Significantly more patients discontinued because of adverse events during duloxetine (8.2%) treatment than during placebo (3.1%) treatment (p≤0.05). TEAEs in >10% of duloxetine-treated patients were headache and nausea. No completed suicides or deaths occurred. During acute treatment, 6.6% of duloxetine-, 8.0% of fluoxetine-, and 8.2% of placebo-treated patients had worsening suicidal ideation from baseline. Among patients initially randomized to duloxetine or fluoxetine who had suicidal ideation at study baseline, 81% of duloxetine- and 77% of fluoxetine-treated patients had improvements in suicidal ideation at end-point in the 36-week studies. Suicidal behavior occurred in two fluoxetine-treated patients and one placebo-treated patient during acute treatment, and in seven duloxetine-treated patients and one fluoxetine-treated patient during extended treatment. Duloxetine-treated patients had a mean pulse increase of ∼3 beats per minute, and mean blood pressure (both systolic and diastolic) increases of <2.0 mm Hg at week 36. Weight decrease (≥3.5%) during acute treatment occurred with statistically (p≤0.05) greater frequency for both the duloxetine (11.4%) and fluoxetine (11.5%) groups versus the placebo (5.5%) group; however, mean weight increase occurred for both duloxetine and fluoxetine groups during extended treatment.

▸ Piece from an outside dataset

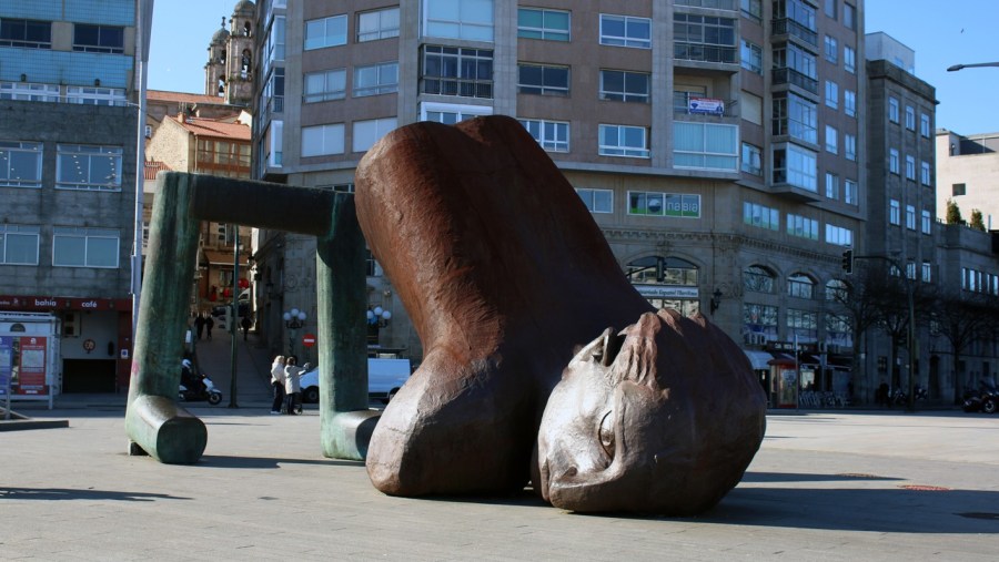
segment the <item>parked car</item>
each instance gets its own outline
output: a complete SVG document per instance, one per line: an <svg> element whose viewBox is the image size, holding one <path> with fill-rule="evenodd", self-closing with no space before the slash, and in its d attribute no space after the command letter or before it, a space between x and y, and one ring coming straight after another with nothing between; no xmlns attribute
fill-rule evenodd
<svg viewBox="0 0 999 562"><path fill-rule="evenodd" d="M367 397L389 403L406 382L413 368L408 359L367 359ZM302 401L319 401L319 367L302 374L299 379L302 388Z"/></svg>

Results from this pooled analysis of two studies were consistent with the known safety and tolerability profile of duloxetine. Clinical Trial Registry Numbers: NCT00849901 and NCT00849693.
为评估度洛西汀治疗儿童和青少年重度抑郁症(MDD)的急性和长期安全性,对两项已完成的随机、双盲、多中心、3期、安慰剂对照和活性药物对照试验的数据进行了汇总分析。在这些研究中,与安慰剂相比,度洛西汀(研究药物)和氟西汀(活性对照药物)在主要疗效指标上均未显示出具有统计学意义的改善。
年龄在7至17岁、符合《精神疾病诊断与统计手册》第4版,修订版(DSM-IV-TR)中MDD定义的患者接受度洛西汀(n = 341)、氟西汀(n = 234)或安慰剂(n = 225)治疗,为期10周的急性治疗和26周的延长治疗(仅度洛西汀或氟西汀)。安全指标包括治疗中出现的不良事件(TEAE)、哥伦比亚自杀严重程度评定量表、生命体征、心电图、实验室样本以及生长(身高和体重)评估。
因不良事件而停药的度洛西汀治疗组患者(8.2%)显著多于安慰剂治疗组患者(3.1%)(p≤0.05)。在接受度洛西汀治疗的患者中,发生率超过10%的TEAE为头痛和恶心。未发生完全自杀或死亡事件。在急性治疗期间,度洛西汀治疗组中有6.6%的患者、氟西汀治疗组中有8.0%的患者以及安慰剂治疗组中有8.2%的患者自杀观念较基线恶化。在研究基线时有自杀观念且最初随机分配到度洛西汀或氟西汀治疗组的患者中,在36周研究的终点时,度洛西汀治疗组中有81%的患者以及氟西汀治疗组中有77%的患者自杀观念得到改善。在急性治疗期间,两名接受氟西汀治疗的患者和一名接受安慰剂治疗的患者出现了自杀行为,在延长治疗期间,七名接受度洛西汀治疗的患者和一名接受氟西汀治疗的患者出现了自杀行为。在第36周时,接受度洛西汀治疗的患者平均脉搏每分钟增加约3次,平均血压(收缩压和舒张压)升高均<2.0 mmHg。在急性治疗期间,度洛西汀组(11.4%)和氟西汀组(11.5%)体重下降(≥3.5%)的发生率在统计学上(p≤0.05)显著高于安慰剂组(5.5%);然而,在延长治疗期间,度洛西汀组和氟西汀组患者的体重均出现了增加。
两项研究汇总分析的结果与度洛西汀已知的安全性和耐受性特征一致。临床试验注册号:NCT00849901和NCT00849693。